June 5th 1998, a Friday

Our hike was great! I enjoyed viewing the country by foot much more than flying through it on the trains. Our group this day was quite a bit smaller, well it seemed so. James decided to go to school to pick up some Japanese women and Ryan and Dave both went "shopping" in Matsumoto all day.

This left Dave Nelson, Alice, Gina, Sara, Sophie, Mr. C, and myself to wander a footpath from the city of Magano to Tsumono, a total time of four hours.

By taxi, we traveled to the trail head, and here, we were asked to get our picture taken with some retired citizen tour group. I might be able to get my hands on a copy of the picture. The first four kilometers or so was uphill, but soon, we traveled downward. The scenery, of which I took many pictures, was beautiful. In both cities, a strict building code is kept to make the cities appear as in ancient times.

I'd like to interject here for a moment. As I write, I am attempting to record songs off of the radio so I can listen in my car. Anyone who complains about Omaha's radio stations has nothing to complain about. Japanese radio, a Nagano station right now, plays one friggin' song every twenty minutes - no joke, twenty minutes of commercial or weather or traffic everytime! I will not be able to fill up a tape at this rate. God NO! GREASE! Make it stop·. "·let's get into physical!·"

Going downhill, we followed a stream. There were two instances where it produced beautiful waterfalls along the train. Truly, both were Kodak moments.

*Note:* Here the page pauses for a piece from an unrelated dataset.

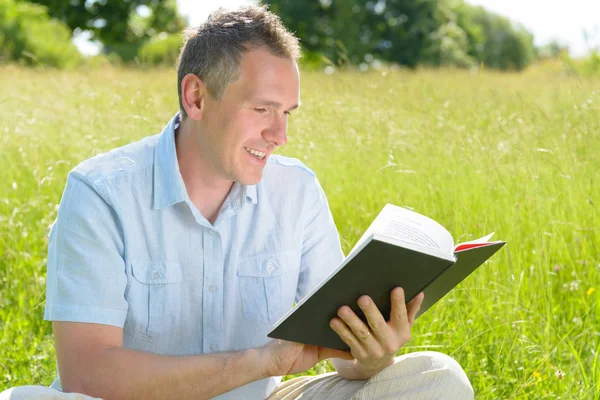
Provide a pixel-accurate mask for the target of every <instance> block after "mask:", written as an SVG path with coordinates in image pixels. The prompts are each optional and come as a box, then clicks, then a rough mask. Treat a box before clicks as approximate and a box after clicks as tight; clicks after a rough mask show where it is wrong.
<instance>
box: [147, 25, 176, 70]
mask: <svg viewBox="0 0 600 400" xmlns="http://www.w3.org/2000/svg"><path fill="white" fill-rule="evenodd" d="M181 45H182V38H181V36H180V35H175V34H171V35H168V34H166V33H164V32H163V33H161V34H159V35H157V36H155V37H153V38H152V39H150V40H149V41H148V42H146V43H145V44H144V45H143V46H142V47H141V48H140V50H139V52H138V57H139V61H140V62H141V63H142V64H146V65H166V66H170V67H172V66H173V65H175V63H176V61H177V58H178V57H179V52H180V49H181Z"/></svg>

Each town is quite touristy, as you can imagine, but en route, we saw no one else, which was a welcome change from the crowded trains and packed streets of Tokyo. The trail was developed, yet rocky, much like one of my previous trip to Arkansas, but without the bugs. Perhaps someday (college?) I will have to get a group to Japan to backpack northern Japan, a less populated area.

Many times, for conversation, I asked if the other person could live in Japan. I know Sophie is worried about the regimen, because everything is too formal and prompt. I know Larry would miss the cars and the steaks. But me, I don't see living here a possibility as of now. No matter how much I study, no matter how perfect my etiquette would become, I would always be a foreigner. For one, I am one foot taller than most of the Japanese people.

On the other hand, if business in America brought me here for a period of time, I could dig that.

On the ride home, I spied a huge Pepsi can, and you can imagine my reaction. The train left before I was able to buy it, so now I am initiating a dire search for more "Big @$$ cans." Wish me luck! [Note: I never did find the big Pepsi cans. L Coke is quite big in Japan, and they had 500 ml cans, but to buy one of those and carry it home would be sacrilegious. Oh well, I guess this is another excuse to go back!]

The train arrived in Matsumoto station at 4:59, on time of course, and Mrs. Sugiyama brought me home.

At dinner, I gave out my gifts and thanked the family for my warm and accommodating stay with them. My apprehensions were high as to this portion of my stay in Japan, but they crashed down this fear and instead, turned it around to be the best days and nights so far.

This evening, Friday, I karaoke'd with the family, and one of Gaku's friends. I am a car singer, and only a car singer, but I actually enjoyed myself. Everyone always complains that Omaha is too boring, but perhaps a Karaoke Bar would be fun!

As I write tonight, I have found the radio to be much better. I caught a top 20 countdown, so how can I go wrong? Ofuro time. Cya!